FDA Investigates Serious Bleeding Events with Pradaxa

The Food and Drug Administration (FDA) announced on December 7th that it will be evaluating post-marketing reports of serious bleeding events in patients taking Pradaxa, Boehringer Ingelheim (dabigatran).

Pradaxa is an anticoagulant (blood thinner) known as a direct thrombin inhibitor. It is approved to reduce the risk of stroke and embolism (blood clots) in patients with non-valvular atrial fibrillation. Having a stroke can cause permanent disability and death.  You should also know that while taking Pradaxa, you may bruise more easily and it may take longer for any bleeding to stop.  Dabigatran is eliminated by the kidneys, so renal function should be assessed before and during treatment to determine proper dosage.

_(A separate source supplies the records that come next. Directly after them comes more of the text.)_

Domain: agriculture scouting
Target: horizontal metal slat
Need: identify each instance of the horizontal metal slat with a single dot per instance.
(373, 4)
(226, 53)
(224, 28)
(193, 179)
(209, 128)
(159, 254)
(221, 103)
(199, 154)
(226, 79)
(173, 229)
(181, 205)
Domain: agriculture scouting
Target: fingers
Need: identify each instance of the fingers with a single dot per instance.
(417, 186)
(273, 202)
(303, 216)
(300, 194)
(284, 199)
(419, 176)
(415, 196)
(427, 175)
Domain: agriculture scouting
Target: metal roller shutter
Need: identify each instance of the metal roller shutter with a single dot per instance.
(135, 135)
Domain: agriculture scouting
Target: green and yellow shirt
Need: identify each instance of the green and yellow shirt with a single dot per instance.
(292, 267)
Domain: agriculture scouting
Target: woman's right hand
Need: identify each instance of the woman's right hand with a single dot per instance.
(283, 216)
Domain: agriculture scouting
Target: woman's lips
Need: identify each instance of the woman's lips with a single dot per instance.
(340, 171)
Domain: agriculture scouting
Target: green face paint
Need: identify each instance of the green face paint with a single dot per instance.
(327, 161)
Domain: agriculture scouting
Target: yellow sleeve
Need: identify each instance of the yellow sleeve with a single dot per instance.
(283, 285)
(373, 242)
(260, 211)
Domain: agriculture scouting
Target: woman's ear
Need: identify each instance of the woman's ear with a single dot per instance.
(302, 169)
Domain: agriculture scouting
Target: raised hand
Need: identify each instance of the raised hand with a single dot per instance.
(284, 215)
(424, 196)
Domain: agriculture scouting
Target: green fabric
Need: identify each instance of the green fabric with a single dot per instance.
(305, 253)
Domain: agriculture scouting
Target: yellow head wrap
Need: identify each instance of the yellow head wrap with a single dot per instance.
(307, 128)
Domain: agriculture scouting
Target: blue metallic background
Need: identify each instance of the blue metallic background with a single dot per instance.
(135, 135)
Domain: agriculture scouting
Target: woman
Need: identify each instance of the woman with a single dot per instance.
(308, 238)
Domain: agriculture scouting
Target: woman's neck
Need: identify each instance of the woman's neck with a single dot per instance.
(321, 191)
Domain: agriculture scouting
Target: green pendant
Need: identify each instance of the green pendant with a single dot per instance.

The “FDA is working to determine whether the reports of bleeding in patients taking Pradaxa are occurring more commonly than would be expected, based on observations in the large clinical trial that supported the approval of Pradaxa,” according to the safety communication issued by the agency.

Bleeding events with dabigatran have already prompted safety advisories in Japan and Australia, and have led to labeling updates in Europe and the US focusing on the need for monitoring renal (kidney) function. In November, Boehringer Ingelheim confirmed that between March 2008 and October 31, 2011, there were 260 fatal bleeding events worldwide.

Bleeding that may lead to serious or even fatal outcomes is a well-recognized complication of all anticoagulant therapies. There is a label containing warnings about significant and sometimes fatal bleeds. In a large clinical trial (18,000 patients) comparing Pradaxa and warfarin, major bleeding events occurred at similar rates with the two drugs.

Although the FDA promises to inform the public and clinicians when new information about bleeding risks becomes available, the agency states that they believe the anticoagulant provides an important health benefit when used as directed and that patients should not discontinue use without talking to their doctor.